At the highest level, the most frequently used information - say, the instructions in a loop which execute repeatedly - is stored directly on a special section of the processor chip, called Level 1 (L1) cache. This is the fastest memory of all.
Intel Corp.'s Pentium III processor has 32KB of L1 cache on the processor chip and either 256KB of L2 on-chip or 512KB of L2 off-chip. The L2 cache on the CPU chip can be accessed four times faster than if it were on a separate chip.
When the processor needs to execute an instruction, it looks first in its own data registers. If the needed data isn't there, it goes to the L1 cache and then to the L2 cache. If the data isn't in any cache, the CPU calls out to the main RAM. It might not even be there, in which case the system has to retrieve it from the disk.
When the CPU finds data in one of its cache locations, it's called a "hit"; failure to find it is a "miss." Every miss introduces a delay, or latency, as the processor tries a slower level. In a well-designed system with software algorithms that prefetch data before it's requested, the hit rate can reach 90%.
For high-end processors, it can take from one to three clock cycles to fetch information from L1, while the CPU waits and does nothing. It takes six to 12 cycles to get data from an L2 on the processor chip, and dozens or even hundreds of cycles for off-CPU L2.

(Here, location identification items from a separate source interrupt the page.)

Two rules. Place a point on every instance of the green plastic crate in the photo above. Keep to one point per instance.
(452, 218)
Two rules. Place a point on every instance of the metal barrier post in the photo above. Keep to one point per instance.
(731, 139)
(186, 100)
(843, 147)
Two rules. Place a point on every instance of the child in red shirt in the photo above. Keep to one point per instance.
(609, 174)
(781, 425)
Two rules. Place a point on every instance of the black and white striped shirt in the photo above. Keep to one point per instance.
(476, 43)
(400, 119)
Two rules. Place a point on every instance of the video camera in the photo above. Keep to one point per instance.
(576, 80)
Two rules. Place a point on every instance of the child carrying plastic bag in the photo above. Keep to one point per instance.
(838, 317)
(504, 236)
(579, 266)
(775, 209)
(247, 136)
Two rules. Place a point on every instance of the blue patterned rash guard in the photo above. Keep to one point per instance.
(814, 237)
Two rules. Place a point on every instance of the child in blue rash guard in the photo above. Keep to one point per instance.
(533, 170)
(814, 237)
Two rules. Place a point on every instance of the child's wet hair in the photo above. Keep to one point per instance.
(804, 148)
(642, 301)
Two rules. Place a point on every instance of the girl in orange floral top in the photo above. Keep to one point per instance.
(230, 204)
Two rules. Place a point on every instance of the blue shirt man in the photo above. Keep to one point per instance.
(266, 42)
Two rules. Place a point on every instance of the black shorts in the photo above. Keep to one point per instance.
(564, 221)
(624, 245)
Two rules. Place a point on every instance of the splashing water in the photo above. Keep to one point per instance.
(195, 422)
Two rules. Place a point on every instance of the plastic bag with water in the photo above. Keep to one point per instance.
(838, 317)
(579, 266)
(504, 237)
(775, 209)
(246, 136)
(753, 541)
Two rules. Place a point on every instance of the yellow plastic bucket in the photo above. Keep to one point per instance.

Caches are more important in servers than in desktop PCs because servers have so much traffic between processor and memory generated by client transactions. Intel turned a 50-MHz, 80486-based PC into a server in 1991 by adding a 50-MHz cache to the processor chip. Although the bus connecting processor and memory ran only at 25 MHz, this cache let many programs run entirely within the 486 chip at 50 MHz.